ファルファラが敵か味方なのか見定めていると、何かの魔力を背後に感じた。
「何だ…ゔっ?!」
振り向いた瞬間、俺の鳩尾に馬鹿げた威力の蹴りが入った。蹴った相手の勢いが止まる事はなく、俺は森の木をなぎ倒して地面に踏みつけられた。
「エレナ…?!」
「…………………。」
俺の腹に足を乗せて見下ろしていたのは、龍の翼を生やしたエレナだった。
「…どいてくれないか?」
エレナの瞳はどこか虚ろで、俺の声など響いていないようだった。
すぐにエレナをどかそうとしたが、エレナは一冊の本を取り出した。そして適当にページを開いて俺に見せると、俺の意識はどんどん薄れていった。
「レイ様?!エレナ様も!」
フリーエルが家を出て辺りの様子を飛んで警戒していると、森の木がなぎ倒されており地面に倒れている2人を見つけた。

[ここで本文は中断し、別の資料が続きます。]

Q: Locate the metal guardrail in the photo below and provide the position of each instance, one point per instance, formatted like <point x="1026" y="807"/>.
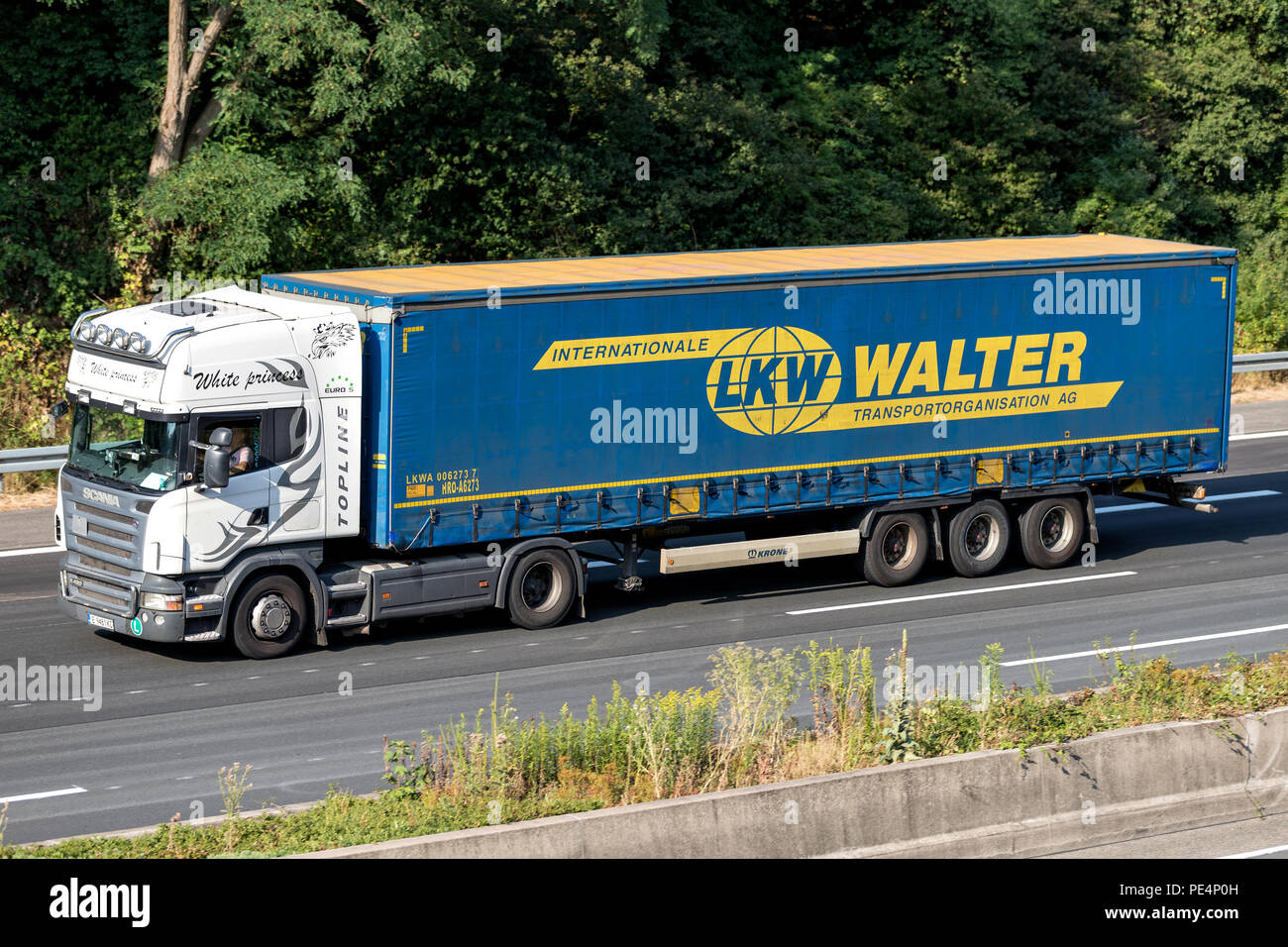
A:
<point x="33" y="459"/>
<point x="1262" y="361"/>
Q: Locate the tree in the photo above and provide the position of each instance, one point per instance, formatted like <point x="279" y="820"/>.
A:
<point x="183" y="75"/>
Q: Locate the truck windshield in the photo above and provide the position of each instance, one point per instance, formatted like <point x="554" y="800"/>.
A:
<point x="137" y="451"/>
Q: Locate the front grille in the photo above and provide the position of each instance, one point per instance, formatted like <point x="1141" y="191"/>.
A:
<point x="102" y="548"/>
<point x="102" y="565"/>
<point x="108" y="532"/>
<point x="101" y="592"/>
<point x="106" y="514"/>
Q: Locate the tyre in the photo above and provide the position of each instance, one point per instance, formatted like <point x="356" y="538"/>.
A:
<point x="268" y="618"/>
<point x="541" y="589"/>
<point x="1051" y="531"/>
<point x="897" y="549"/>
<point x="978" y="538"/>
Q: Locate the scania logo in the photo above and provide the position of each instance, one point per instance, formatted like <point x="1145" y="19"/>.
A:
<point x="99" y="496"/>
<point x="773" y="380"/>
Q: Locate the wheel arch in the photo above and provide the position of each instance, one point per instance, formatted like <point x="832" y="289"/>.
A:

すぐに側に降りて駆け寄ると、2人とも息はしているが意識が完全になかった。
「2人ともしっかりして下さい!何があったのですか!」
フリーエルの声も届いていないのか、レイは静かに眠っている。
その時、エレナは何かの殺気を感じてその場から飛び退いた。見ると、自分のいた場所はエレナの拳で地面に亀裂が入っていた。
「エレナ様…?」
寒気を感じるフリーエルの目の前で、エレナの体に黒い模様が浮かんでいった。シオンにあったものと酷似している。
「…………コロシテモイイヨネ」
エレナはそう呟くと、フリーエルに飛びかかった。
すぐさま魔法障壁を張るが、エレナは軽々拳で砕き勢いを殺さず殴りかかった。フリーエルはあまり格闘術が得意ではないので、そのまま天翼族のスピードを活かして回避する。
「っ?!」
空高く飛び上がって振り返ると、すぐ側までエレナは近づいていた。
(間に合わないっ!)
そう思って目を閉じたが、フリーエルには何の衝撃も起きなかった。うっすら目を開けると、フリーエルを包むような障壁が何重に張られていた。
「間一髪だったわね…」
「シオン!」
下に視線を向ければ、フリーエルに手を向けて一息つくシオンがいた。
「あれ、どこだここ…?」
気がつけば、俺はどこか真っ暗な空間にいた。周りには何もなく、ただ黒い靄が広がっているだけだ。
こんな感じの場所に連れてこられた事が一度だけあるが、今回は黒い腕もなくただの空間といった感じだった。ただ、前の同じなのは転移などの魔法が使えないくらいだ。
「君に会うのは、これが初めてかな」
「っ?!」
振り返ると、そこには黒髪の男性が立っていた。男性は妖艶な笑みを浮かべながら、俺に近づくわけでもなくじっと見据えている。
「誰だ、お前…?」
「僕はフォルカス。君はジョーカーから聞いていたけど、レイ君で間違い無いね?」
「フォルカスって…!ってか、ジョーカーがこの島にいるのか?」
「あぁ。磔にしてたけど、今頃はもう逃げてるだろうね。」
フォルカスはどこか当然のように答えながら、一冊の本を取り出して優雅に読み始めた。
「おい、早く俺をここから出せ。」
「そう慌てなくてもいいじゃないか。少し話さないか?お互い、数少ない転生者なのだから」
「……は?」
ポカンとする俺の目の前で、フォルカスは顔を上げてフッと微笑んだ。
その頃、王都の闘技場は大会を観戦する客たちの歓声に包まれていた。
試合を終えて観戦するロゼッタの視線の先では、紅葉がフィールドを炎に染めて楽しそうにはしゃいでいる。ロゼッタからすれば、とても退屈な時間だった。
「はぁ…いくらマスターの姿とは言え、分身君では味気ないですね…」
ロゼッタの膝上には、レイの分身がちょこんと座って試合を観戦している。分身は話は聞いてくれるが返事をする事がないので、人形のようなものだった。
だが、ロゼッタが小さなため息を漏らした時、分身は霧のように突如消えていった。
「これは…マスターの魔力の供給が途絶えた…?」
ロゼッタは嫌な予感がしながらも、世界眼でレイの姿を探した。